Apple CEO Tim Cook expects continued growth for ‘cutting-edge’ Chinese software developers amid rising geopolitical tensions
- Apple’s five million registered software developers in Greater China account for about a sixth of the company’s 30-million-strong developer community worldwide
- Tim Cook’s recent discussions with a new generation of Chinese software developers reflect Apple’s long-standing business interests in the country
“Chinese developers have always been at the cutting edge, and I think that will continue to grow,” Cook told Chinese tech media Shaoshupai on the sidelines of Apple’s Worldwide Developers Conference (WWDC) last week. This annual event was held from June 6 to 10 at the company’s headquarters in Cupertino, California.

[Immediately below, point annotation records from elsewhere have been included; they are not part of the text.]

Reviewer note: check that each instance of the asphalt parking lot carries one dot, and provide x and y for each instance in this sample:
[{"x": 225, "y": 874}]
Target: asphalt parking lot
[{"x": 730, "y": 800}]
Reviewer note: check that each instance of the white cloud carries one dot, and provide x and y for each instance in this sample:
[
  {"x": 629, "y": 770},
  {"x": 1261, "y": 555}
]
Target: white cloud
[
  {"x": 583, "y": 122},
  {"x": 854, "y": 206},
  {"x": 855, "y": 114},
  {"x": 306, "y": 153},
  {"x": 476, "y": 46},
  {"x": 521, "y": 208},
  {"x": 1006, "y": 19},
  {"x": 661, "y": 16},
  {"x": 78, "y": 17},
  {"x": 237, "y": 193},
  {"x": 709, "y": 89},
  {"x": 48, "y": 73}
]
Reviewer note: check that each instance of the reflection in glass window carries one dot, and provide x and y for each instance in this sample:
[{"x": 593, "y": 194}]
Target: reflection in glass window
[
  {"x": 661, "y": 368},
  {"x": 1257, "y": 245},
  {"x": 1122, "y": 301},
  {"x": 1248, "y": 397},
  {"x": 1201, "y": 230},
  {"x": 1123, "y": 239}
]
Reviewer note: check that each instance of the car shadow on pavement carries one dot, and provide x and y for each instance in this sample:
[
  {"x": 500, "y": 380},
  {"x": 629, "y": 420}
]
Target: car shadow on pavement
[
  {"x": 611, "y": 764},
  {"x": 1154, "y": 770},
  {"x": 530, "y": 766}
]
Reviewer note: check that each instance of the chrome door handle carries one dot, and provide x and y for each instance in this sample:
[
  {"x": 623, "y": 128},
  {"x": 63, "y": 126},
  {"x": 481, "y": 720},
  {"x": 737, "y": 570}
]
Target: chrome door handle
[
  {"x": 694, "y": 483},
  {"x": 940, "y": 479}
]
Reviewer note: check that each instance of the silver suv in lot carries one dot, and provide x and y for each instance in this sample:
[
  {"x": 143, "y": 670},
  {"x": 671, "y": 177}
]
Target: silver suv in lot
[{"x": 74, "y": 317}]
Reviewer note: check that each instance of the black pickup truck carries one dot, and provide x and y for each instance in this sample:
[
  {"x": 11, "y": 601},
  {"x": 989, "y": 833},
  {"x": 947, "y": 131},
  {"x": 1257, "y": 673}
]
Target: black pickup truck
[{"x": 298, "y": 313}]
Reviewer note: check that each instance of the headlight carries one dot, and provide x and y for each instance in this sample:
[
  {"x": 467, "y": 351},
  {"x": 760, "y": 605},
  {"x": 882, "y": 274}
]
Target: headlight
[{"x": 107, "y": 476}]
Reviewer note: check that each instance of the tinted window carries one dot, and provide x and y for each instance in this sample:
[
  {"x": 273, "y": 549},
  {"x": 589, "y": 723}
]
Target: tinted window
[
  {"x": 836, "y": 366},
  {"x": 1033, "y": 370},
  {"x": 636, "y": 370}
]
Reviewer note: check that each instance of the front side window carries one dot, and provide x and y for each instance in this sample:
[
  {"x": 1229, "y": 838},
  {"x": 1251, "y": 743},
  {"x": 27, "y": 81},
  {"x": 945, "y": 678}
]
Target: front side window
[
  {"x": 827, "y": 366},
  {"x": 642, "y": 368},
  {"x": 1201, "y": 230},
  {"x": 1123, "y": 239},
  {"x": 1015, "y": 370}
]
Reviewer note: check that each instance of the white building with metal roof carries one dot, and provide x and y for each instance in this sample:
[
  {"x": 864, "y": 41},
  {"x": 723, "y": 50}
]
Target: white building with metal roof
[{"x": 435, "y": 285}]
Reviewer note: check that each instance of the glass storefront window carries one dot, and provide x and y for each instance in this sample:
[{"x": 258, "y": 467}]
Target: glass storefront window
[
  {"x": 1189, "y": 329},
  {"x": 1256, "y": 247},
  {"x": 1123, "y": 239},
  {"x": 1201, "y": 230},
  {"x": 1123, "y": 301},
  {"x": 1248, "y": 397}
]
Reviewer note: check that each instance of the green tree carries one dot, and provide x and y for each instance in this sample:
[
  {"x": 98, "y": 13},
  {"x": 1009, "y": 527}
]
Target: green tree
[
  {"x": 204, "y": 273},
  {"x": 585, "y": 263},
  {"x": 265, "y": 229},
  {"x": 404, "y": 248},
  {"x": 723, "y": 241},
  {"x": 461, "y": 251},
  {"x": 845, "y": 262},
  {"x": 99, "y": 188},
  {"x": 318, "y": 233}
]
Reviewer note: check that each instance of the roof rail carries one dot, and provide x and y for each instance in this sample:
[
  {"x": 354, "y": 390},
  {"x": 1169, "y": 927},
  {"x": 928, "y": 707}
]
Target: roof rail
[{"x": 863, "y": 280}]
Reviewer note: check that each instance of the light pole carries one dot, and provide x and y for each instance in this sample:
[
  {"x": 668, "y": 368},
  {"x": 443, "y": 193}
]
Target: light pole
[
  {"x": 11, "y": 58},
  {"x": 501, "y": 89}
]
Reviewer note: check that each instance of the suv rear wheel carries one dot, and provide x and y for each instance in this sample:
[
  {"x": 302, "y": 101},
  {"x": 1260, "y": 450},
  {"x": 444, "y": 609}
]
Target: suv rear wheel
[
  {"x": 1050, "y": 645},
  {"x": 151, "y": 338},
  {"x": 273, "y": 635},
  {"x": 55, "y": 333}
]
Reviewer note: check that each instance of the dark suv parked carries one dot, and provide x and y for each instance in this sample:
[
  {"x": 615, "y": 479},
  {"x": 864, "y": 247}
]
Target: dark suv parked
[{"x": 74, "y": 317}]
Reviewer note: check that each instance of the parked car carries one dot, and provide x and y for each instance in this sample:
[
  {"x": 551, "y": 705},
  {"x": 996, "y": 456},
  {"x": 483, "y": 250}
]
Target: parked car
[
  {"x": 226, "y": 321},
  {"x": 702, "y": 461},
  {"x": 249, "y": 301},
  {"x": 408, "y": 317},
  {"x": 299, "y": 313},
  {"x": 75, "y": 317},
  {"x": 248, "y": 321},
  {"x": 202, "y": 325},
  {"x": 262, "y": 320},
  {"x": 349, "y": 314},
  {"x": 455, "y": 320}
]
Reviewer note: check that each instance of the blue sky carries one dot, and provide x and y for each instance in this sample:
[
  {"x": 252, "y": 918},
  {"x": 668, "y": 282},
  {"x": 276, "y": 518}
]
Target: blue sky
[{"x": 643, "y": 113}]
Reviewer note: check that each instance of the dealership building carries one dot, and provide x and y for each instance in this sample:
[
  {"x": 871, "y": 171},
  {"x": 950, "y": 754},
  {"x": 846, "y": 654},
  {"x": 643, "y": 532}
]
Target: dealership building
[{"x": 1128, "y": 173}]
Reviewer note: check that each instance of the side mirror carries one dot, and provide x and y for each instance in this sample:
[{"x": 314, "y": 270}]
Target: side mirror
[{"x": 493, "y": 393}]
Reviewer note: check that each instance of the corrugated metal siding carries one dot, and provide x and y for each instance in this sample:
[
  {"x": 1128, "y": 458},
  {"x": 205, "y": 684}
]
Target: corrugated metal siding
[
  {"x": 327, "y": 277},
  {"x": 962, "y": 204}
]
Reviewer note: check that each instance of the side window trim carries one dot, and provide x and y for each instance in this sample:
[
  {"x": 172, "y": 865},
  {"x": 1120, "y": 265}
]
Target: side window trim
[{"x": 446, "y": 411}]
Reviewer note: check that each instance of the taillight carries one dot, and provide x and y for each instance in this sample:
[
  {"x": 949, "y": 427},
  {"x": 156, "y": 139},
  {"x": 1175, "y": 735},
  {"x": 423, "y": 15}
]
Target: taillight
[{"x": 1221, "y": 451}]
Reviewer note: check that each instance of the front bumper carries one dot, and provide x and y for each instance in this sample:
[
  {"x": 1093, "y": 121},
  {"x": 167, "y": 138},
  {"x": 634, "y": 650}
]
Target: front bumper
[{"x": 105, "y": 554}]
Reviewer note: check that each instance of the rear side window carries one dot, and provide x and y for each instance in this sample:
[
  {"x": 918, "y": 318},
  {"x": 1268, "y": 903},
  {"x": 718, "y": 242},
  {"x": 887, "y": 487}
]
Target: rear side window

“I cannot wait to see what you are going to do next,” Cook said. In a video released by China Daily on Tuesday, Cook was quoted as saying that the five million registered Apple developers in Greater China, which includes Hong Kong, account for about a sixth of the company’s 30-million-strong developer community around the world.
They have made the region “one of the most vibrant developer communities in the entire world”, he said.
An Apple representative on Tuesday said the company does not disclose the timing of those discussions.
While Cook’s keynote at the WWDC this year did not specifically mention the Greater China market, he has retained the goodwill of Chinese software developers, media reports on the mainland said.
Cook has had a track record of praising the Chinese market, its consumers and developers in previous editions of the WWDC. In 2018, for example, he said Apple’s QR code and dual subscriber identity module features were inspired by what Chinese consumers demand.
Apple, under Cook, has maintained a smooth relationship with Beijing, despite some sporadic consumer boycotts of the firm’s products in China. Cook heads up the advisory committee for the economic management school at Tsinghua University, which gives him access to China’s national leaders.
Cook signed an agreement with government officials, estimated to be worth about US$275 billion, to help China develop its technological prowess and to head off state action which would have hobbled Apple’s devices and services in the country, according to a report by tech media outlet The Information at the end of last year.